China Hacked Japan’s Military Networks
The NSA discovered the intrusion in 2020—we don’t know how—and alerted the Japanese. The Washington Post has the story:
The hackers had deep, persistent access and appeared to be after anything they could get their hands on—plans, capabilities, assessments of military shortcomings, according to three former senior U.S. officials, who were among a dozen current and former U.S. and Japanese officials interviewed, who spoke on the condition of anonymity because of the matter’s sensitivity.
[…]
The 2020 penetration was so disturbing that Gen. Paul Nakasone, the head of the NSA and U.S. Cyber Command, and Matthew Pottinger, who was White House deputy national security adviser at the time, raced to Tokyo. They briefed the defense minister, who was so concerned that he arranged for them to alert the prime minister himself.
Beijing, they told the Japanese officials, had breached Tokyo’s defense networks, making it one of the most damaging hacks in that country’s modern history.
More analysis.
John Hawkinson • August 14, 2023 8:24 AM
When I read this coverage initially, a week ago, I had the same question I have now: presumably when the US and Japan discovered this penetration three years ago, they took action to use it to their advantage as much as possible, i.e. by making wrong or misleading information available through those same channels.

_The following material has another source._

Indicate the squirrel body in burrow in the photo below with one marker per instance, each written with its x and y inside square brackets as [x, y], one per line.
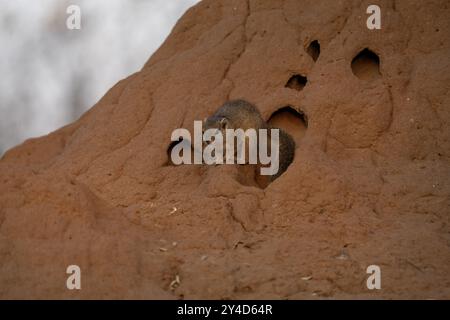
[240, 114]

What, if anything, can we reason about that kind of strategy, given that it is both obvious and not mentioned in Ellen Nakashima’s original article, which does not appear to have had any followups?
Does the fact that this was kept under wraps since 2020 and is now public (through a coordinated leak? “three former senior U.S. officials.”) suggest anything? Does it suggest anything different that other intergovernmental hacking incidents have been publicized on far shorter timeframes?